En el transcurso de varias semanas conseguí materiales y herramientas, y adquirí los conocimientos necesarios para la labor que me proponía. Transporté, con paciencia y la ayuda de una carretilla, a lo largo de los días, las bolsas de cemento, las maderas, las sogas, los alambres, y de alguna manera hice llegar la mezcladora, a través de las raíces y el terreno que a veces era de piedra escarpada. Fui colocando todo en el límite del círculo, que me recibía como si no hubiesen pasados los años. El fulgor del pozo restallaba en mi mente como si supiera lo que me proponía, y la visión de sus ojos era tan sólida que me hacía doler la cabeza. Tratando de no exponerme a tal calvario por ratos demasiado largos, me tomé varios días en armar la estructura, hasta que la gruesa circunferencia fue llenada con cemento y la figura fue formada. Utilizando las sogas y las madera me las arreglé para mover por mi cuenta el plato gigante de mil kilos hasta colocarlo y asegurarlo sobre la boca del pozo. No miré por última vez hacia abajo, pero no era necesario: en cierto sentido, hacía casi diez años que no dejaba de hacerlo.
En la parte exterior de la tapa había esbozado un precario “NO ABRIR”, que no representaba ninguna clase de conjuro. Era simplemente una advertencia. Me retiré del bosque, un poco más aliviado, y en los meses siguientes abandoné mi hogar de la infancia. Nunca volví.
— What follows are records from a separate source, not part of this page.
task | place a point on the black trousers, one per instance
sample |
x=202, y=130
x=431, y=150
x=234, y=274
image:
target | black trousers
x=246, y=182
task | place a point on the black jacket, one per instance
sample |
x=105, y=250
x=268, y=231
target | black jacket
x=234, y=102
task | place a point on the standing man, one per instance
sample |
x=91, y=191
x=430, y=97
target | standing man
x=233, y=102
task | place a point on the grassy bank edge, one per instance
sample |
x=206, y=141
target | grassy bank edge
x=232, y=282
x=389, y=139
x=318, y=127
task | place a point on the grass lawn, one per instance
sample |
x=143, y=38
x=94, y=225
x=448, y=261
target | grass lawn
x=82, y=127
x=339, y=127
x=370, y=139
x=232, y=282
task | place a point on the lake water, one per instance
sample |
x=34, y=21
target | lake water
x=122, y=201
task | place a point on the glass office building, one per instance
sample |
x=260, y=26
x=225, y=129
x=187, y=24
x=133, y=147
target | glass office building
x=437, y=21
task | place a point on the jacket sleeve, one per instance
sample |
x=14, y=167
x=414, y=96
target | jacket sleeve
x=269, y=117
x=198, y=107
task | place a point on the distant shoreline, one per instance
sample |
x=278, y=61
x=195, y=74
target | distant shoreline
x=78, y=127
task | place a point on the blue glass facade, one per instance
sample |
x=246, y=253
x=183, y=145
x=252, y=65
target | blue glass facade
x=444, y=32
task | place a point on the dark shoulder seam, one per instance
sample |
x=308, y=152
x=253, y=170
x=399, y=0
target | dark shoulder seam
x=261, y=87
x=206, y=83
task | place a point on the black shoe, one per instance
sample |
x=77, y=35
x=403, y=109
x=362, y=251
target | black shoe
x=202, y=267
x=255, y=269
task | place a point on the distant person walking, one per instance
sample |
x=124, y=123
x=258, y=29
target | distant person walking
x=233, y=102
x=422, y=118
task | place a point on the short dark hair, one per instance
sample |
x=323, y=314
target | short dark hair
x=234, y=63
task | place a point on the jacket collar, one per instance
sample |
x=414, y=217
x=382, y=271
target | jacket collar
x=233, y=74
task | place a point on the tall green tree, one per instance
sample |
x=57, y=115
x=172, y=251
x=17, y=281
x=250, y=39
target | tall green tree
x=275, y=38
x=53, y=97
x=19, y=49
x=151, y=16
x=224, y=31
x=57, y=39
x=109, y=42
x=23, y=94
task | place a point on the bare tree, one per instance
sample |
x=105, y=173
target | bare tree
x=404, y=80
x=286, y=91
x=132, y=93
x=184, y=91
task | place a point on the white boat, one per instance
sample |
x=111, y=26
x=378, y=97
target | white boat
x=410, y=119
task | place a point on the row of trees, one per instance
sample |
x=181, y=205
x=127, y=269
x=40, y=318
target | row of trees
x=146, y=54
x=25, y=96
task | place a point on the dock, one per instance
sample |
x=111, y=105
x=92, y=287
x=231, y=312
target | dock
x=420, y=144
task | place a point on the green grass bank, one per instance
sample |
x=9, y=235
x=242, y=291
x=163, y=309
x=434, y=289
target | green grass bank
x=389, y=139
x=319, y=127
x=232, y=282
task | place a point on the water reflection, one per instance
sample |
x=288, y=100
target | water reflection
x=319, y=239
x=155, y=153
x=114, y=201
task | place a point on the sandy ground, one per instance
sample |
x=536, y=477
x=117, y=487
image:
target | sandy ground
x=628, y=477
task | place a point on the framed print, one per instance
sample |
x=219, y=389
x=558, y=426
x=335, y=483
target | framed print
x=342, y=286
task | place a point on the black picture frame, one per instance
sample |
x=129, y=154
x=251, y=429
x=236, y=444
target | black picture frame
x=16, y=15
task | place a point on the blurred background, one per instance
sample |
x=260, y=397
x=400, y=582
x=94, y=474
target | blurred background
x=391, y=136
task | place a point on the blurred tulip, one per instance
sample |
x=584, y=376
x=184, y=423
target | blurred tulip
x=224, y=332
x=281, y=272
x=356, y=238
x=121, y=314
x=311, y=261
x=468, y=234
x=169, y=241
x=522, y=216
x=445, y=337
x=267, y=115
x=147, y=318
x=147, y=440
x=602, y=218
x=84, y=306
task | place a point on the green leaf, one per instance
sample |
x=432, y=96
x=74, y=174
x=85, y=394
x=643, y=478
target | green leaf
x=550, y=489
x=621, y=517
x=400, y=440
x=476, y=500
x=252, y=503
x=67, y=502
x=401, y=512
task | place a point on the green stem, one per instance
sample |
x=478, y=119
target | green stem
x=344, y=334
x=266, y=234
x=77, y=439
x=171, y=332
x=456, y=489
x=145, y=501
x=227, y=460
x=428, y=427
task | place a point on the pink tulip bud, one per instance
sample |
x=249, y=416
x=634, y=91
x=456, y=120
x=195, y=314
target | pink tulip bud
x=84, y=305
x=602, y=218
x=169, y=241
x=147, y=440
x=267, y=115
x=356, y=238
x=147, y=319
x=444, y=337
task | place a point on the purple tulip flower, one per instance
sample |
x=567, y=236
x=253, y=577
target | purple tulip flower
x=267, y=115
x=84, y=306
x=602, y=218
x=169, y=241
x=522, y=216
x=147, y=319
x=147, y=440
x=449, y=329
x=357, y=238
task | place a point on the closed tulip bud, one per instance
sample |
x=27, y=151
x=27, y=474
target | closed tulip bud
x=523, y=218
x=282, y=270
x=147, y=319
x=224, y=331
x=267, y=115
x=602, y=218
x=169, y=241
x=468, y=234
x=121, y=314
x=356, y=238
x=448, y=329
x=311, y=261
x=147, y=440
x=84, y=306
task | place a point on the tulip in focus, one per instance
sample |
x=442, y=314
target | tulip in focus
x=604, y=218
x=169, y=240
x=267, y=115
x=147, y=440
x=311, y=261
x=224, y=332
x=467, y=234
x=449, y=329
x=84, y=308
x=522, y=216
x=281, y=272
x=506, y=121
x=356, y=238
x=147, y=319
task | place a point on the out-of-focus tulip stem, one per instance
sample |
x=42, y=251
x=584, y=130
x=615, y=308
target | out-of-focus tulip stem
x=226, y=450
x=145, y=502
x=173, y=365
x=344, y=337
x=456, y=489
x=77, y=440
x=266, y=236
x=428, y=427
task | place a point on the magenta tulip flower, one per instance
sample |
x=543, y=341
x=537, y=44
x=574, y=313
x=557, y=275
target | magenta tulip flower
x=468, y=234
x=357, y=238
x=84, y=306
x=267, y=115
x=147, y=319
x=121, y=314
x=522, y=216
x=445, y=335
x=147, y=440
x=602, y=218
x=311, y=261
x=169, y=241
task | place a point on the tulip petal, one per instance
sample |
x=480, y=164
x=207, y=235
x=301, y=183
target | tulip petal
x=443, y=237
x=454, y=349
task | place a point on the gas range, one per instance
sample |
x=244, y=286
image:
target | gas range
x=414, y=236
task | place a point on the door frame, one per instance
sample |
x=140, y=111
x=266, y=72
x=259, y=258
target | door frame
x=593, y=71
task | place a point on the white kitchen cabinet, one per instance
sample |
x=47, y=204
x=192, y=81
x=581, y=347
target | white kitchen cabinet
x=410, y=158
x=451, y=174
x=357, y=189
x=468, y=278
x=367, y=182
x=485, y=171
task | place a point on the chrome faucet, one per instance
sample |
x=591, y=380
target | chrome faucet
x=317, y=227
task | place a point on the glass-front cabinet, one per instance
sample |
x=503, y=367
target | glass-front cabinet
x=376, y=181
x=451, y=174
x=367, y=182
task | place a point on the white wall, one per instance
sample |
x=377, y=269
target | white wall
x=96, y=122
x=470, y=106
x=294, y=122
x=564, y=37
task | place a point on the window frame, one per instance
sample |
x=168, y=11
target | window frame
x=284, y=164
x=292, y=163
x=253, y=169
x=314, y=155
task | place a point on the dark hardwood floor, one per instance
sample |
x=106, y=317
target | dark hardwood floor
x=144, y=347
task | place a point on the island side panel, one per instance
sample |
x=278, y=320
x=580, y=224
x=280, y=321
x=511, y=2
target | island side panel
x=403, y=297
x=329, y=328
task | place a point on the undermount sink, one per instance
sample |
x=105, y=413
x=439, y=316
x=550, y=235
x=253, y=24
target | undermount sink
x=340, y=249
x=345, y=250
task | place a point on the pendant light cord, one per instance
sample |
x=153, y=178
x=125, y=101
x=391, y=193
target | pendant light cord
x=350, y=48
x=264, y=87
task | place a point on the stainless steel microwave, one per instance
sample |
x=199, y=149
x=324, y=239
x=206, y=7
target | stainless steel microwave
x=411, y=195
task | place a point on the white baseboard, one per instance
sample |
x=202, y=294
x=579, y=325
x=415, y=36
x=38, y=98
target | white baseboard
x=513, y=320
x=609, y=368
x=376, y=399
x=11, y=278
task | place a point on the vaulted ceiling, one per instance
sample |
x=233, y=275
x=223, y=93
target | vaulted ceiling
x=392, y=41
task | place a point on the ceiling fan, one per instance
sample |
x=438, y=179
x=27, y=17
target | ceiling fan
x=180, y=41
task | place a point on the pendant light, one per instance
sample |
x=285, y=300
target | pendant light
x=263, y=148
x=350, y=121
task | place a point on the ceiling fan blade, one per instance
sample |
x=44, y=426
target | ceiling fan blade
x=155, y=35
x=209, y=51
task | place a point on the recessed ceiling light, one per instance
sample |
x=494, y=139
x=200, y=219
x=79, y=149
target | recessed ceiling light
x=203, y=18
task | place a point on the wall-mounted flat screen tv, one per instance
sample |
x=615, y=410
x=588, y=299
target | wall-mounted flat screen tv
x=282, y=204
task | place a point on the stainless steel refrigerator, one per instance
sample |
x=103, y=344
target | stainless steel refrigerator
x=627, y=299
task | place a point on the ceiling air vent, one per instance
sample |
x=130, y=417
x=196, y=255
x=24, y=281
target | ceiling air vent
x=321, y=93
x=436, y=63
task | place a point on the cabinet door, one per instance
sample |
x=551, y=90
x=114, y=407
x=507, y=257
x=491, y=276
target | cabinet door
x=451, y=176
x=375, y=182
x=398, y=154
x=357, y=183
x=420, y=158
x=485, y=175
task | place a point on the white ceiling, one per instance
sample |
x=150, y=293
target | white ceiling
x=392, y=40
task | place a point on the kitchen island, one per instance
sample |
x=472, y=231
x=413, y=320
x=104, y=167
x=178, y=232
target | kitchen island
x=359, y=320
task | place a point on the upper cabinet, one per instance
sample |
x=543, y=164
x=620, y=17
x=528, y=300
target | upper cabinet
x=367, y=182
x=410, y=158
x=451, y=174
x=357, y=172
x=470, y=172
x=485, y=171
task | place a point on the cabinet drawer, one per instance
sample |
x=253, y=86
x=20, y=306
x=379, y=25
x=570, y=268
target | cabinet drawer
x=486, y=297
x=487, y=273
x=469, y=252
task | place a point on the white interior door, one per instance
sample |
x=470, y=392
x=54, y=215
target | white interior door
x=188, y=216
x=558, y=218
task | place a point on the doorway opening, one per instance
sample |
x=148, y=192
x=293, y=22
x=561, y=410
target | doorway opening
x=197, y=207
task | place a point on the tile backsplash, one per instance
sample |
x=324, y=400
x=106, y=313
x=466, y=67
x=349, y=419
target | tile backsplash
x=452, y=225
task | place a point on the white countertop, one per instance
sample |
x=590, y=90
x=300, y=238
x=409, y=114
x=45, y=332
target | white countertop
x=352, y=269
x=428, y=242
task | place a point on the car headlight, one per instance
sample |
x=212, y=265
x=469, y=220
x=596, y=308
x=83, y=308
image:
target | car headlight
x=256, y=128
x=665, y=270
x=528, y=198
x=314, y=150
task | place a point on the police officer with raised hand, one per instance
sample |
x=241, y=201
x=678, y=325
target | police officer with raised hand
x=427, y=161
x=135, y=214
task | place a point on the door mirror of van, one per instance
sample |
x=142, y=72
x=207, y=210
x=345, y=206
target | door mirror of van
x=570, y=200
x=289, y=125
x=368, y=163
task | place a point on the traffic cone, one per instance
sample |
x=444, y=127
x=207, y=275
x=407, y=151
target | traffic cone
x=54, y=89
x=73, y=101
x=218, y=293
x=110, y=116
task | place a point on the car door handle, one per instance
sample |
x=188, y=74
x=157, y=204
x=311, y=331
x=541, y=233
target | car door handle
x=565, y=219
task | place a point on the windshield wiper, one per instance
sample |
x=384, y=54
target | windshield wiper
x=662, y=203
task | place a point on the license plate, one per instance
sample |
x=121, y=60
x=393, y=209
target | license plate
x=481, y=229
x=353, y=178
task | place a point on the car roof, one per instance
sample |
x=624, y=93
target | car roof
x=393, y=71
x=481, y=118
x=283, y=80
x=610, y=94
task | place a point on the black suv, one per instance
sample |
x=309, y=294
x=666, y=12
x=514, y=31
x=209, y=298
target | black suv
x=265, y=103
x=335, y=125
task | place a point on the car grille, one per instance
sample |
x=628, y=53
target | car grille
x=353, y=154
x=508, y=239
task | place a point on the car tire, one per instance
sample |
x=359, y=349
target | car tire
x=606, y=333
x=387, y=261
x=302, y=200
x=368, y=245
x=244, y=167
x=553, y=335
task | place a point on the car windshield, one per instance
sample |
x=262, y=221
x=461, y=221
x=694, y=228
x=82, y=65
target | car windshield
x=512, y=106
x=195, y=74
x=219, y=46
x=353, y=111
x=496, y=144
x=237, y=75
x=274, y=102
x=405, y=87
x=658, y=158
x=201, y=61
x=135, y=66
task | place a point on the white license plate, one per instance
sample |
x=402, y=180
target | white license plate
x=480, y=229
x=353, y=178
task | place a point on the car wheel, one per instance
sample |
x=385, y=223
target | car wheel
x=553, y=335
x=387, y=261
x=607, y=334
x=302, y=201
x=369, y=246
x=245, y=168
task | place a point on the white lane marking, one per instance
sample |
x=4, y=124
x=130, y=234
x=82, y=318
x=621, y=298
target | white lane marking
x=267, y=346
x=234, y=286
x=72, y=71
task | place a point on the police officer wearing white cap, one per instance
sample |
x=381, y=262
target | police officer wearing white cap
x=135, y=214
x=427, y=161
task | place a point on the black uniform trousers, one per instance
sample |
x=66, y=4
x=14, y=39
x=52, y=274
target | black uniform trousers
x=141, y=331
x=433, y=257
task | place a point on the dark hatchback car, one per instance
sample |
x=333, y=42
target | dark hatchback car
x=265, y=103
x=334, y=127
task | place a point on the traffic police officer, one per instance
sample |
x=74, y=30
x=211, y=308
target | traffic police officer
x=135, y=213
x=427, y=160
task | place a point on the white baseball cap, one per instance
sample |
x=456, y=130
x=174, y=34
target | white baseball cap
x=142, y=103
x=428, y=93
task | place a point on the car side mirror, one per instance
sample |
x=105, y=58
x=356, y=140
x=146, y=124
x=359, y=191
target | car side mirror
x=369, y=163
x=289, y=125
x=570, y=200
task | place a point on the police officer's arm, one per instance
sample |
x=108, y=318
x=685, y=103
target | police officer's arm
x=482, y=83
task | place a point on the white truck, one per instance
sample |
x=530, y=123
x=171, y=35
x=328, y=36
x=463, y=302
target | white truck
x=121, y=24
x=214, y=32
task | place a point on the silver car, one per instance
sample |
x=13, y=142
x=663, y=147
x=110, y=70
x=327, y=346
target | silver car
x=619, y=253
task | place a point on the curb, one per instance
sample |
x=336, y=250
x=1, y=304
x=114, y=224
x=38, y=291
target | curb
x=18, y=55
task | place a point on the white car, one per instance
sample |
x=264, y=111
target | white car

Puse la vivienda la venta a un precio ridículo para evitar que nadie se interesara por aquella región.
Ha pasado un tiempo de calma, durante el cual los ojos de la negrura retrocedieron, dieron paso a días limpios y noches soportables, a una calma mayor que cualquier felicidad. Casi he cometido el pecado de atreverme a llevar una vida normal. Con aplomo un día noté que los ojos ganaban terreno otra vez, y a un ritmo vertiginoso. Sus oscuras formas irreproducibles y su resplandor que era oscuridad pura se asentaron en mi cabeza con más furia que nunca. No solo eso, sino que comenzaron a crecer dentro de la visión de mi mente. A acercarse.
He tomado medidas drásticas al respecto. Luego de completar este relato me quitaré la vista. Ya no lo soporto. No servirá para aliviar las imágenes, pero al menos ya no cometeré la atrocidad de cotejar la imagen de la realidad con aquella imposible pesadilla. Me dejaré absorber por la oscuridad, y me quedaran unos recuerdos difuminados de todo aquello que supo en un pasado ser normal.
Los ojos crecen con rapidez, cada vez más. Los siento moverse, aunque no se muevan. Siento como ascienden por el pozo, hacia la tapa de cemento.
No falta mucho para que la atraviesen.